En ce qui concerne les renseignements personnels, les leviers de promotion et marketing numérique pour la découvrabilité constituent un cas d’usage spécifique qui nécessite la donnée au niveau du renseignement personnel. Cela vient ajouter une dimension légale et commerciale à la sensibilité des données, sans compter des obligations d’interopérabilité techniques et sémantiques pour permettre une réelle exploitation. À ce sujet, nous avons déjà mené plusieurs travaux, surtout dans le cadre de la loi 25.

Suivi de la mise en oeuvre

Le mémoire met de l’avant un cadre législatif qui serait transversal, impliquant au moins des compétences du ministère de la Culture et des Communications, le ministère de la Cybersécurité et du Numérique, le ministère de l’Économie, de l’Innovation et de l’Énergie et le ministère de la Langue française au niveau provincial, sous la gouverne du ministère de la Culture en raison de sa capacité à collaborer avec d’autres ministères et de ses liens avec le milieu, et du gouvernement fédéral pour certains champs de compétence.

Cependant, nous soulignons la complexité des enjeux et les expertises nécessaires pour développer un cadre, le mettre en œuvre et le suivre. Mettre à profit la connaissance et les actions d’autres instances déjà existantes, des acteurs structurants, de la société civile et les impliquer semble donc essentiel.

Dans l’hypothèse où la structure responsable du suivi de la mise en œuvre serait le ministère de la Culture et des Communications, la mise en œuvre elle-même, qui requiert différents champs de compétences et d’actions, pourrait être déléguée en tout ou en partie à un consortium réunissant les acteurs pertinents et légitimes. Dans un tel cas, une coordination serait nécessaire.

Nous  sommes d’avis que les responsabilités doivent être partagées. Une concentration des pouvoirs ne permettrait pas le ruissellement de la pleine connaissance des usagers et des usagères aux acteurs et actrices de l’industrie et placerait le secteur dans un statu quo en matière de connaissance des publics et d’information stratégique pour organiser et mettre en œuvre les actions de découvrabilité.

Autres propositions ou commentaires

Synapse C appuie l’initiative de développer le cadre légal favorisant un droit à la découvrabilité.
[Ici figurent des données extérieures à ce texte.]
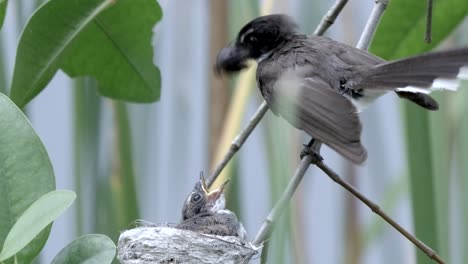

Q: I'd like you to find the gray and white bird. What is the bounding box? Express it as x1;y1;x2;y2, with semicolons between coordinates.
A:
176;175;246;240
216;14;468;164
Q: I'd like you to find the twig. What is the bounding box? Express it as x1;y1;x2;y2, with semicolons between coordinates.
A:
315;161;445;264
356;0;390;50
206;101;268;187
252;139;322;246
314;0;348;36
424;0;433;43
206;0;348;187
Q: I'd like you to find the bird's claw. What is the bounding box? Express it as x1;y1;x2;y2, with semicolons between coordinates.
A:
300;144;323;164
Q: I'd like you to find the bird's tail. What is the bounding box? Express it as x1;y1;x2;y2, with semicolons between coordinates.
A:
356;48;468;93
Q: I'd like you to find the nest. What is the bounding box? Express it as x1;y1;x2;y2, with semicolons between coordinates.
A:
117;226;258;264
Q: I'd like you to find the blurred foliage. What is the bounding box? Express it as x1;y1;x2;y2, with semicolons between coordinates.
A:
51;235;116;264
371;0;468;263
0;94;55;264
0;190;76;262
11;0;162;107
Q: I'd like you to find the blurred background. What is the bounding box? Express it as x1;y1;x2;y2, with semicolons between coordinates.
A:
0;0;468;264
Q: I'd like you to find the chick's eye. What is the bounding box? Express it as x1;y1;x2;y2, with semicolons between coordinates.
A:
192;193;201;202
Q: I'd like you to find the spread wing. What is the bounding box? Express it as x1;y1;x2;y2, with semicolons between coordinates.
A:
265;73;367;164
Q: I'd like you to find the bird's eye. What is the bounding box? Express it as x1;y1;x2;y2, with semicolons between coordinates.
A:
192;193;201;202
249;35;258;43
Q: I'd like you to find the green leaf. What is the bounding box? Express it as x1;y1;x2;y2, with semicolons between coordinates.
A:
11;0;162;106
51;234;116;264
0;191;76;261
0;0;8;28
0;94;55;263
370;0;468;60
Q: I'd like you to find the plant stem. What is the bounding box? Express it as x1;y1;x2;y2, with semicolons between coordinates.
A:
206;101;268;187
356;0;390;50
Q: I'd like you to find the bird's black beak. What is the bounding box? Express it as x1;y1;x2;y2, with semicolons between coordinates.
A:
215;44;251;75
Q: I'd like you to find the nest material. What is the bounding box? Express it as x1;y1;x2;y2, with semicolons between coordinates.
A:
117;226;257;264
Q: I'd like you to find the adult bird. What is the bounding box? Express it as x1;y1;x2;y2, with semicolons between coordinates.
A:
176;175;246;240
216;14;468;164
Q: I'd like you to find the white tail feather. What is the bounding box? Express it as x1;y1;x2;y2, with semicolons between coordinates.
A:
395;66;468;94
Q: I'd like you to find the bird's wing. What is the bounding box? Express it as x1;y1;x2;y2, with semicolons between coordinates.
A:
307;36;385;66
265;72;367;164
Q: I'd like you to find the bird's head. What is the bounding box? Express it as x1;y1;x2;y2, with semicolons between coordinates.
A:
216;14;297;73
182;175;229;220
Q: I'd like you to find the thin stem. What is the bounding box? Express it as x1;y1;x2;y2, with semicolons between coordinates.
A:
356;0;390;50
314;0;348;36
252;139;322;246
206;101;268;187
315;161;445;264
424;0;433;43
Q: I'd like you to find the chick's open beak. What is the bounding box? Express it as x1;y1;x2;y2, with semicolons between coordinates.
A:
207;180;229;203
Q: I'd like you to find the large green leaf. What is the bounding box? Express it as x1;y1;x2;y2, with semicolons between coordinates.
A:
11;0;162;106
52;234;116;264
0;94;55;263
0;0;8;28
0;191;76;261
370;0;468;60
371;0;468;263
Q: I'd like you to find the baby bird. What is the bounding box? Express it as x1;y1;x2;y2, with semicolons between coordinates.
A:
176;175;246;240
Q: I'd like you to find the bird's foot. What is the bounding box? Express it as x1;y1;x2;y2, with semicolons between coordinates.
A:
300;144;323;164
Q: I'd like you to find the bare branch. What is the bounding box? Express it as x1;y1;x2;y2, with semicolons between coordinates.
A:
252;139;322;246
206;101;268;187
356;0;389;50
424;0;433;43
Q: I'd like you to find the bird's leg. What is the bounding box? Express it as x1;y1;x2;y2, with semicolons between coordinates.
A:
300;138;323;164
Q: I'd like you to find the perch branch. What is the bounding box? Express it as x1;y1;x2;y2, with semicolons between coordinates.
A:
252;139;322;246
206;101;268;187
314;0;348;36
356;0;390;50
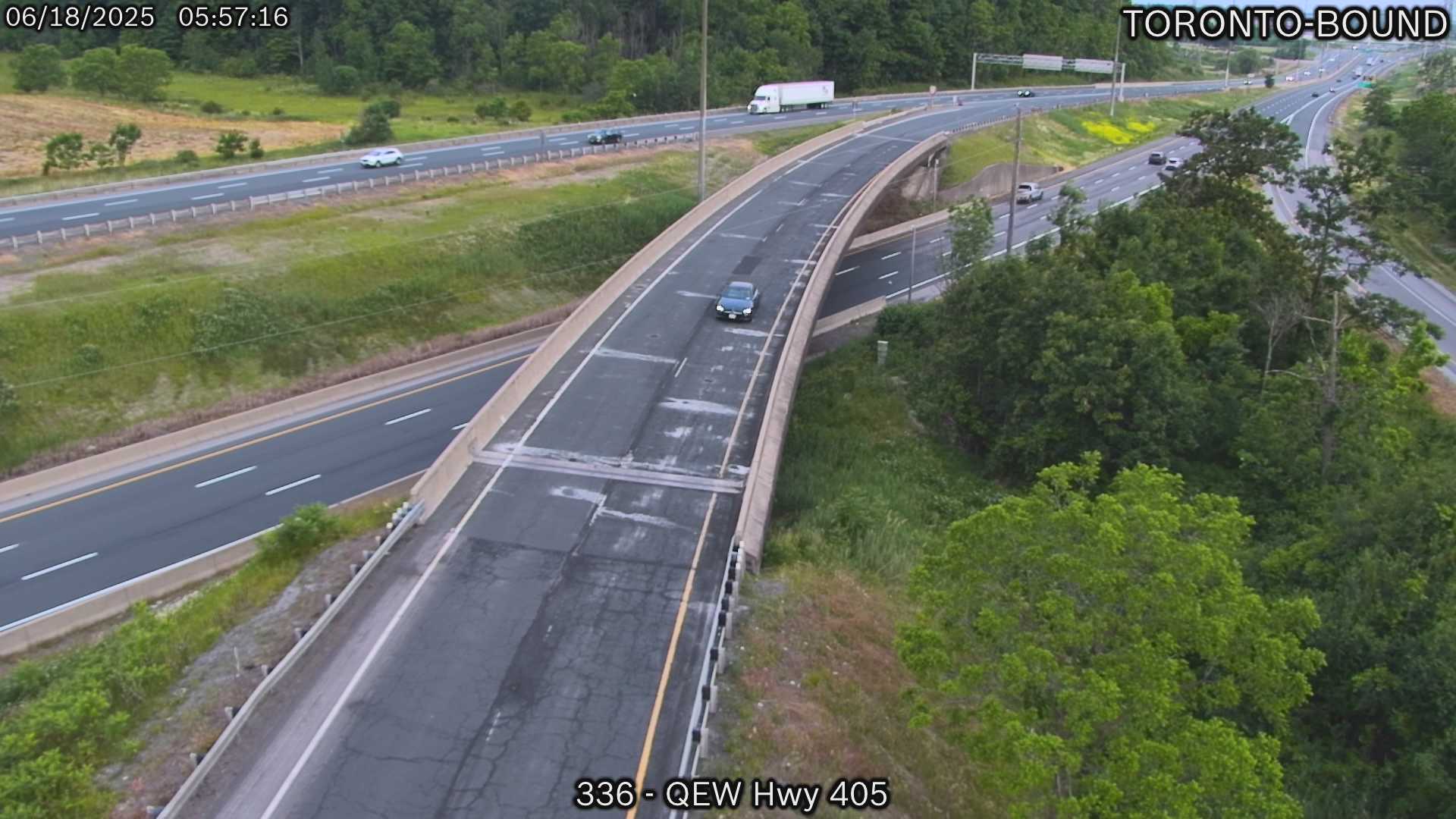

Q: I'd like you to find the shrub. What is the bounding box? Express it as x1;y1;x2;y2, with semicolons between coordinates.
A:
475;96;511;122
212;131;247;158
13;44;65;93
41;133;86;175
318;65;359;96
366;99;400;120
344;103;394;146
258;503;344;561
192;287;287;356
221;54;258;79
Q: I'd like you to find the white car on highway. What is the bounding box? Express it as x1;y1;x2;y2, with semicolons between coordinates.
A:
359;147;405;168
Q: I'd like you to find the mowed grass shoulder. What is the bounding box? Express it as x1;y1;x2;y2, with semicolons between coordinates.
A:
0;144;753;469
0;52;581;196
940;86;1272;190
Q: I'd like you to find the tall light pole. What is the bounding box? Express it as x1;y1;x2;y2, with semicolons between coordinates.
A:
1006;103;1021;258
698;0;708;201
1106;11;1122;116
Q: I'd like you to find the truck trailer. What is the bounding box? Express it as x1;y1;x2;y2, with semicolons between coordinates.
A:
748;80;834;114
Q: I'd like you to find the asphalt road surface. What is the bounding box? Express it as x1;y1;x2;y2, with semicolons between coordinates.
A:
170;58;1363;817
1268;55;1456;381
0;62;1363;629
0;82;1240;239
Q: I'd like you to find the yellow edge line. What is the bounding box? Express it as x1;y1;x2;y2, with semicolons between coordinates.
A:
0;353;530;523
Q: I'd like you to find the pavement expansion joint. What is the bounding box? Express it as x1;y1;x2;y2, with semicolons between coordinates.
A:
475;450;744;494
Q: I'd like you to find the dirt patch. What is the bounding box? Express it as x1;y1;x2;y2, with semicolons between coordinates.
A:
0;93;339;177
84;521;387;819
0;139;764;271
1421;370;1456;417
701;566;996;819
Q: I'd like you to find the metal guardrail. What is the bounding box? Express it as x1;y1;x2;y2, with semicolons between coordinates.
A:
0;133;698;251
157;501;424;819
677;77;1269;778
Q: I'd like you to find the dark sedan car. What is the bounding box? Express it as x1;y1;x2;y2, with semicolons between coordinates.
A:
714;281;758;321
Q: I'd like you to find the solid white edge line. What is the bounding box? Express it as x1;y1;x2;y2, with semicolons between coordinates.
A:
259;190;763;819
264;472;323;497
384;406;429;427
192;466;258;490
20;552;100;580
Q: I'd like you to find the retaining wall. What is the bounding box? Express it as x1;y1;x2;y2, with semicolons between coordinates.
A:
410;108;920;520
734;133;949;571
0;472;418;657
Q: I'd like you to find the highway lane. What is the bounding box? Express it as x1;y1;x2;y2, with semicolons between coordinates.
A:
176;86;1194;817
820;80;1351;316
0;77;1252;629
1268;55;1456;381
0;82;1240;239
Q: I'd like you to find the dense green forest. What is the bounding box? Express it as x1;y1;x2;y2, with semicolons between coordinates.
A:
878;102;1456;817
0;0;1178;112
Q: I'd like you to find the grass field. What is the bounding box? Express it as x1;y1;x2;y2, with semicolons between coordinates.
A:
1335;65;1456;290
0;52;581;196
706;341;999;817
0;141;774;469
940;86;1272;190
0;506;391;819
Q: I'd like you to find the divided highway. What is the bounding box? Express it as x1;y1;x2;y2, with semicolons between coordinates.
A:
0;82;1222;239
0;68;1345;631
167;58;1363;819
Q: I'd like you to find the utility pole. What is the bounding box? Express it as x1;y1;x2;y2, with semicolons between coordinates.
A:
1001;105;1021;258
698;0;708;201
1112;13;1122;116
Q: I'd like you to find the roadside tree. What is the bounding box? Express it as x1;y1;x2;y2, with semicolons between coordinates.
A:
212;131;247;158
106;122;141;165
899;455;1323;819
13;42;65;93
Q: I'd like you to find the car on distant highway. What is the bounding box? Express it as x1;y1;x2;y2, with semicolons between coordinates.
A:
359;147;405;168
714;281;758;321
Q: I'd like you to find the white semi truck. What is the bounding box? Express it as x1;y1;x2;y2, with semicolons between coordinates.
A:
748;80;834;114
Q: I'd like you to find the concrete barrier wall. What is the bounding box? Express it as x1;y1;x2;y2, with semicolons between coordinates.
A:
734;133;949;571
0;86;990;207
0;474;418;657
0;324;556;501
410;110;920;520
Le sujet est toutefois complexe et un terrain miné; il convient d’être prudent afin d’éviter les fausses bonnes idées (une définition étroite de la définition de « québécois » ou de « contenu ») ou des effets rebonds non désirés. Entre autres propositions, nous soutenons que le financement et le soutien à la création doivent rester fondamentaux, que la mise en œuvre du cadre doit être déployée par phases et cela, de façon flexible et adaptable et que les décisions doivent venir avec des moyens pour les acteurs et actrices culturels d’y répondre ou qu’elles limitent le transfert de responsabilité ou la délégation des obligations des acteurs et des actrices technologiques envers les acteurs et les actrices culturels.

Remerciements

Synapse C remercie toutes les personnes et organismes qui ont contribué à l’élaboration de son mémoire, enrichissant notre réflexion sur la découvrabilité des contenus culturels québécois et francophones. Notamment, nous avons pu échanger expériences et perspectives avec l’ADISQ, BAnQ, Culture Montréal, Data-Coop Culture, Médiafilm, La Vitrine et le Réseau des ADN.

Un merci particulier à Viêt Cao, qui a officié à la rédaction et la coordination des échanges avec les partenaires.